Published online by Cambridge University Press: 06 August 2002
Detailed three-dimensional measurements of the first vortex pairing of a large plane mixing layer reveal excitation of several three-dimensional instability modes. Time evolution in three-dimensional space (x, y, z, t) shows how the two-dimensional rollers become three-dimensional as they approach each other and that the linear growth of at least two instability waves leads to a spanwise periodic pairing. The results are based on phase-locked measurements made in three-dimensional spatial grids, with a mesh spacing of 8.5% of the fundamental instability wavelength. Spanwise-uniform, periodic acoustic excitation stabilizes the most probable two-dimensional natural features – roll-up and first pairing.
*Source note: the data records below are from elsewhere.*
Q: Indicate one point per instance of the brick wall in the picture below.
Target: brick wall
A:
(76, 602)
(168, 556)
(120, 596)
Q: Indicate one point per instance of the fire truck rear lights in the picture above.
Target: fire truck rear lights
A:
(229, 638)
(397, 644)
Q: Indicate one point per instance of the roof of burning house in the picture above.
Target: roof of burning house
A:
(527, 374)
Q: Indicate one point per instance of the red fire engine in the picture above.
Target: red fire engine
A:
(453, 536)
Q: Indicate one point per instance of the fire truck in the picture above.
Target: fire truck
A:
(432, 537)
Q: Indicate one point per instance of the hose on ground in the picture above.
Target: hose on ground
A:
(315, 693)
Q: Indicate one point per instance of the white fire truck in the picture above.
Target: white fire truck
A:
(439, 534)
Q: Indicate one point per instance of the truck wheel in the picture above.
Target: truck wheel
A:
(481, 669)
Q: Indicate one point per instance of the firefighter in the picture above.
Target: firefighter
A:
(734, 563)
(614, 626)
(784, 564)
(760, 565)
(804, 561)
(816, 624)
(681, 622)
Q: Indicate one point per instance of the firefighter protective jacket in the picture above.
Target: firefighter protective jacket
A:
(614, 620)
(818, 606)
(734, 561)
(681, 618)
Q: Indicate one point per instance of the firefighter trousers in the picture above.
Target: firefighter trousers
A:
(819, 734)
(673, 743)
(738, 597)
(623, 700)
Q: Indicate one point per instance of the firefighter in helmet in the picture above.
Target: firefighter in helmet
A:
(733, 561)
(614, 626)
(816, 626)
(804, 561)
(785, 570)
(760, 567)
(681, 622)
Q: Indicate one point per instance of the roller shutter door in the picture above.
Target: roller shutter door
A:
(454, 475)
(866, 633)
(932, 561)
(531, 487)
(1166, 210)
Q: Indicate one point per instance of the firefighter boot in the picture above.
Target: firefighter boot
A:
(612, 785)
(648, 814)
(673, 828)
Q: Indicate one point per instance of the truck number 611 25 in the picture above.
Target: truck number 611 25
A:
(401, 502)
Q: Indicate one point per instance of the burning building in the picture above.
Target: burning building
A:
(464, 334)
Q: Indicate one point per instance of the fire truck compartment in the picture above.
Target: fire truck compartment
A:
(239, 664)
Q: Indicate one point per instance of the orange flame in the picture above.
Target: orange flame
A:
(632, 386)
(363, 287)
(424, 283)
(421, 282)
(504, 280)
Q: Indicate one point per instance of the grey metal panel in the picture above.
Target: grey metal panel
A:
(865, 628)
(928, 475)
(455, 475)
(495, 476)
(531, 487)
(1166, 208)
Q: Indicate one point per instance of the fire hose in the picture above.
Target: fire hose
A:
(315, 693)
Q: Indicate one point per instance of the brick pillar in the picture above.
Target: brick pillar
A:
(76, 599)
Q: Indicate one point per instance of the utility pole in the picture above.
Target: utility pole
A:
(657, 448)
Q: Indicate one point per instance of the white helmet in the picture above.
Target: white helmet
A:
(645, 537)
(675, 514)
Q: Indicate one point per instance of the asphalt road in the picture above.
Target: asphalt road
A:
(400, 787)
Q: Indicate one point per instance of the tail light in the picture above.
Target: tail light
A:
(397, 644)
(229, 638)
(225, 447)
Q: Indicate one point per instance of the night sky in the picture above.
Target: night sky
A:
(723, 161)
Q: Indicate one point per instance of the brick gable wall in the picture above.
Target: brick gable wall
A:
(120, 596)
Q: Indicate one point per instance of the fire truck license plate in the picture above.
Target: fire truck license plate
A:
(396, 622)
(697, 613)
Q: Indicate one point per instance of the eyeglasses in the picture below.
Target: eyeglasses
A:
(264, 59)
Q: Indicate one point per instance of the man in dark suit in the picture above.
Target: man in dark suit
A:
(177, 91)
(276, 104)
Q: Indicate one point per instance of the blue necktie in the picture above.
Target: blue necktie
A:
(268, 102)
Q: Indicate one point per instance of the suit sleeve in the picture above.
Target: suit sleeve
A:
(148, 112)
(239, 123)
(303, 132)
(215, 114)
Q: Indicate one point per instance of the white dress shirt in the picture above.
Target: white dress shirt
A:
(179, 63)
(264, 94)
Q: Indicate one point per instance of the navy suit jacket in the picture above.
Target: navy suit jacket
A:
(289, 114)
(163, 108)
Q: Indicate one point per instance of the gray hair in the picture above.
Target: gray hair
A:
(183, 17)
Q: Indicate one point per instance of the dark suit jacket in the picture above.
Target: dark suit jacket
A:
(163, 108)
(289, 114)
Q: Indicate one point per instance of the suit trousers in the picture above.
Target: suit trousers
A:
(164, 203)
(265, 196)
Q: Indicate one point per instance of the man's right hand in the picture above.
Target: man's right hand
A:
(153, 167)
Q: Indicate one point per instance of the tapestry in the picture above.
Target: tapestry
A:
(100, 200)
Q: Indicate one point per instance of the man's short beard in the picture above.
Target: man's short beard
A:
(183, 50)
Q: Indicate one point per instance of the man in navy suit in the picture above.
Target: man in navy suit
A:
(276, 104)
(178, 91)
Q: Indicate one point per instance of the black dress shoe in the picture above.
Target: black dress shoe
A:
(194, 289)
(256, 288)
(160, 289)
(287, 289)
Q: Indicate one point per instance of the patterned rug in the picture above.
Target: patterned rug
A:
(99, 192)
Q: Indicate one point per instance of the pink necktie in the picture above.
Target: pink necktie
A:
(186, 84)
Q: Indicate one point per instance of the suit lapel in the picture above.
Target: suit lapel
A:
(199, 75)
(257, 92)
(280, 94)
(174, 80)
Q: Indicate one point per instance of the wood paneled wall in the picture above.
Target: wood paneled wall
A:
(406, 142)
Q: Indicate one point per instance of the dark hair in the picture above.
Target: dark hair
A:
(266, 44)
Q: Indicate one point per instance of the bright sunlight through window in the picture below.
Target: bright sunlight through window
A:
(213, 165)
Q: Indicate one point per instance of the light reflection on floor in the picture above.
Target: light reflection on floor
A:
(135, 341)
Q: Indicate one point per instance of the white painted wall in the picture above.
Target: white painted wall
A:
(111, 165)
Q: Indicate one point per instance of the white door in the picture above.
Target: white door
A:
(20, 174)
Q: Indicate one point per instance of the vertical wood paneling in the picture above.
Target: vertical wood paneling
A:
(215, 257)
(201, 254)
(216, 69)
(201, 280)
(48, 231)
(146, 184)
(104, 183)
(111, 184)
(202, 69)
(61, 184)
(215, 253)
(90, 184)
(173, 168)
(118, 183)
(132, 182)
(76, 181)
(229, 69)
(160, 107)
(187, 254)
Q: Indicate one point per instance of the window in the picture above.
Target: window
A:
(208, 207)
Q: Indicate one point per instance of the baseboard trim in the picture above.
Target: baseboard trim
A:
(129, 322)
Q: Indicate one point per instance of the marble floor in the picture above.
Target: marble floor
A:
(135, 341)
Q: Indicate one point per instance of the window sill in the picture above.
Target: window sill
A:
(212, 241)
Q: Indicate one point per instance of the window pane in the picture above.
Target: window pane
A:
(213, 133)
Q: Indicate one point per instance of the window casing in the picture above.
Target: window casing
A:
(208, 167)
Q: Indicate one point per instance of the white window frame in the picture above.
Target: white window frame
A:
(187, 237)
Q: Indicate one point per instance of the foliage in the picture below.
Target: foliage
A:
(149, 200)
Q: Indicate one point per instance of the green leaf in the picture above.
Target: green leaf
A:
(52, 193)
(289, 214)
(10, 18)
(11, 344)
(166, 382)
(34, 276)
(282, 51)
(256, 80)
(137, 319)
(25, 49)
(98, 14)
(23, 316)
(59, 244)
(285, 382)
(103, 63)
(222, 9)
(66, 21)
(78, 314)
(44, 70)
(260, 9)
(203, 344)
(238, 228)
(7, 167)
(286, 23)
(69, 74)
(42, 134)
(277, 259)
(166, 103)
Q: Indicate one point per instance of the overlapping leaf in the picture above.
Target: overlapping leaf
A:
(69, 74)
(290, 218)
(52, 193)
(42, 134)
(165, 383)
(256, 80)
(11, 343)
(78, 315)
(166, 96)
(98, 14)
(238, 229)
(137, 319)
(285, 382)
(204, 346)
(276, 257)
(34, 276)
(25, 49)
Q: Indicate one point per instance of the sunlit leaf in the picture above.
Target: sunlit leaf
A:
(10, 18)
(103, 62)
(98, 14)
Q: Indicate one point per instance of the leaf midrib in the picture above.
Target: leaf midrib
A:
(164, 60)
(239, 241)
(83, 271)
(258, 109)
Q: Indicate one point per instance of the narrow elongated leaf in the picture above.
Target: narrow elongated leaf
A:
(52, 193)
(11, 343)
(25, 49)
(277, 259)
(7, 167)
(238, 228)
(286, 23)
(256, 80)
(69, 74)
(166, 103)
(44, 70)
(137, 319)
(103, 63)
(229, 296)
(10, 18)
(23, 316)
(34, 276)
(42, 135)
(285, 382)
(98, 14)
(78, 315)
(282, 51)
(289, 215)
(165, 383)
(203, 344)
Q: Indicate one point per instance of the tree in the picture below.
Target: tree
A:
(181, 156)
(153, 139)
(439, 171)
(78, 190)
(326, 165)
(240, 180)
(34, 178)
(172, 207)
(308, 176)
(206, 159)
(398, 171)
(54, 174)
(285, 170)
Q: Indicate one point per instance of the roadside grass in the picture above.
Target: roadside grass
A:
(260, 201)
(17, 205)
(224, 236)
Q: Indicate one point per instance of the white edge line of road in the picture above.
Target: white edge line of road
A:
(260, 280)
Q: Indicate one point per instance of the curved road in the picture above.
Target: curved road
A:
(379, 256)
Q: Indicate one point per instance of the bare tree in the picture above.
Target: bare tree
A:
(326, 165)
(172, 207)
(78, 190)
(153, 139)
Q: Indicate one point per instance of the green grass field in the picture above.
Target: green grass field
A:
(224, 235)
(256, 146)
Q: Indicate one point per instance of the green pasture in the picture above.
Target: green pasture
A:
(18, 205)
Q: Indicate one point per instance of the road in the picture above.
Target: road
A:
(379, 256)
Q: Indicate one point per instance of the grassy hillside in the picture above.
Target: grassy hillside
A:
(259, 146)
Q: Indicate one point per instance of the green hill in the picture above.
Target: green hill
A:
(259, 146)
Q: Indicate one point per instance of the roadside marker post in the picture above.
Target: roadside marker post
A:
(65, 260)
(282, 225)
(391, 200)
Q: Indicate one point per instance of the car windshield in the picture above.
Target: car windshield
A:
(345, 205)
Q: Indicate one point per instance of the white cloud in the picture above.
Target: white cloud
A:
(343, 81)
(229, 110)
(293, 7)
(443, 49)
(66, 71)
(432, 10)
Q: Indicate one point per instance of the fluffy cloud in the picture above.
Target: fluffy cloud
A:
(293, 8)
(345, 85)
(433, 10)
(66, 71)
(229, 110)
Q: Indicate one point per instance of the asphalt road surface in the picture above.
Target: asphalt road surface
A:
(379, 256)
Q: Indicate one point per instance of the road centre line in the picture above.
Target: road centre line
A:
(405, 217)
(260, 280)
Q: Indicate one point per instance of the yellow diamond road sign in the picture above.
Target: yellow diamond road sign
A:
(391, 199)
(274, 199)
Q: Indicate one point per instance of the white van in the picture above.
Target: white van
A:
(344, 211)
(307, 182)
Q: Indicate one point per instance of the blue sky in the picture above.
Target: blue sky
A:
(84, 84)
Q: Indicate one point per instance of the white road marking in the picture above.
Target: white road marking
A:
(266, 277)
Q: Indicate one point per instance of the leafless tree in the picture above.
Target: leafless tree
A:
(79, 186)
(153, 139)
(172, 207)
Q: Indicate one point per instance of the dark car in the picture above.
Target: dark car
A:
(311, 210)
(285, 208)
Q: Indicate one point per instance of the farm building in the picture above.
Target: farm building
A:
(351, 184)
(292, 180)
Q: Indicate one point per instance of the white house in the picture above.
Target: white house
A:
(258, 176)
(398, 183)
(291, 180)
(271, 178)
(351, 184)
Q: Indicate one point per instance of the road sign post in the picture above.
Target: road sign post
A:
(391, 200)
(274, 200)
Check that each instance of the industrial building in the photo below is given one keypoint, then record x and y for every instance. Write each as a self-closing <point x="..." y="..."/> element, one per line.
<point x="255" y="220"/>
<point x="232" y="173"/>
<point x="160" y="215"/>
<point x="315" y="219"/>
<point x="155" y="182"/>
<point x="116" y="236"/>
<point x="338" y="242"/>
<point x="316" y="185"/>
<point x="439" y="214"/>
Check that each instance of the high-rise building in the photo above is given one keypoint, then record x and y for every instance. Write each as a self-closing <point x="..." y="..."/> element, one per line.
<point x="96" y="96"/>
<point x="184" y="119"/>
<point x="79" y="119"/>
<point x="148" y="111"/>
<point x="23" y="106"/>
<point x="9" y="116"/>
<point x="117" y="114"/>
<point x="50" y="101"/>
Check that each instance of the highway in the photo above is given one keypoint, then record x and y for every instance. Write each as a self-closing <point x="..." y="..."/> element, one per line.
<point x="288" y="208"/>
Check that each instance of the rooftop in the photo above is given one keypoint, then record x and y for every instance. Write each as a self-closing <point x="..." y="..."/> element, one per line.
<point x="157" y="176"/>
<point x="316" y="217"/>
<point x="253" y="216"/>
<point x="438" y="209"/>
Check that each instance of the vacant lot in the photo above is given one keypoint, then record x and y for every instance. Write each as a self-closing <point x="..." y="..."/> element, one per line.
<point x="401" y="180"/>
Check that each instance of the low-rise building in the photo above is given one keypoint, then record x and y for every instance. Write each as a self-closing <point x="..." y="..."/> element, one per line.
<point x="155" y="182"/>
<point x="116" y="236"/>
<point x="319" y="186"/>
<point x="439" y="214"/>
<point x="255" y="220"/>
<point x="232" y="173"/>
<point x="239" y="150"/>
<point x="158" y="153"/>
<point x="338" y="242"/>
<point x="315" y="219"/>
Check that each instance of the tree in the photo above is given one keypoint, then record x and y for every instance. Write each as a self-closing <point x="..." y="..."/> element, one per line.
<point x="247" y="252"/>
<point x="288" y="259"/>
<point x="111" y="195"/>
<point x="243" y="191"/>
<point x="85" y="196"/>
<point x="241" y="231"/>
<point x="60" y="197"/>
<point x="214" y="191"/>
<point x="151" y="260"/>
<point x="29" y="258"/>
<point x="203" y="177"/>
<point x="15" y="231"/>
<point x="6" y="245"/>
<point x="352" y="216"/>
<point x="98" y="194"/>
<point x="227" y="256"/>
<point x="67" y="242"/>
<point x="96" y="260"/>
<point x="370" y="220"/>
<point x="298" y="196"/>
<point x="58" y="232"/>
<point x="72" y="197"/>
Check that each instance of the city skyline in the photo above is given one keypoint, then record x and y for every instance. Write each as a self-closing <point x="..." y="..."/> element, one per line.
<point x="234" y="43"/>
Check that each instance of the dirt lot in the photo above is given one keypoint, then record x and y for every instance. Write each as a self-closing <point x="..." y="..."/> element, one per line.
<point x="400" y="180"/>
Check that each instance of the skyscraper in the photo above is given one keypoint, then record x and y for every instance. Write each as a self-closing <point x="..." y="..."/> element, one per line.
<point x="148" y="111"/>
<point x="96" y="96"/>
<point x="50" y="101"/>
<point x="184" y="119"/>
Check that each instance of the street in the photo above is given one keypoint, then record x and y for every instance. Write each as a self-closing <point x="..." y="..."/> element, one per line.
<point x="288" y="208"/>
The second subharmonic is added to study the effect of alternate streamwise pairing locations on the three-dimensional characteristics of vortex pairing. Velocities are measured using hot-wire anemometry, and the coherent structures are reconstructed from the ensemble-averaged vorticity field.
Vortex pairing is shown to initiate through local ‘bridging’ at the maxima of periodic spanwise undulations. The undulations result from linear amplification of various instability modes on pairing rollers having different strengths. Bridging results from the change of the relative phase between the spanwise undulations of the pairing rollers from in-phase (due to the initial translative mode) to out-of-phase (due to the amplification of bulging-like and non-axisymmetric modes). It is found that when pairing occurs sufficiently far upstream, only axisymmetric waves are amplified and the evolution results in axisymmetric merging. In contrast, when pairing occurs sufficiently far downstream, both axisymmetric and non-axisymmetric waves are amplified and the evolution results in non-axisymmetric merging.
The results indicate that vortex pairing is accompanied by the counter-rotating pairs of secondary structures (‘streamwise vortices’ or ‘ribs’) located in the mixing-layer braids and residing in the valleys of the spanwise-roller waves. Time evolution of these secondary structures shows that they move in the transverse direction, following the rollers.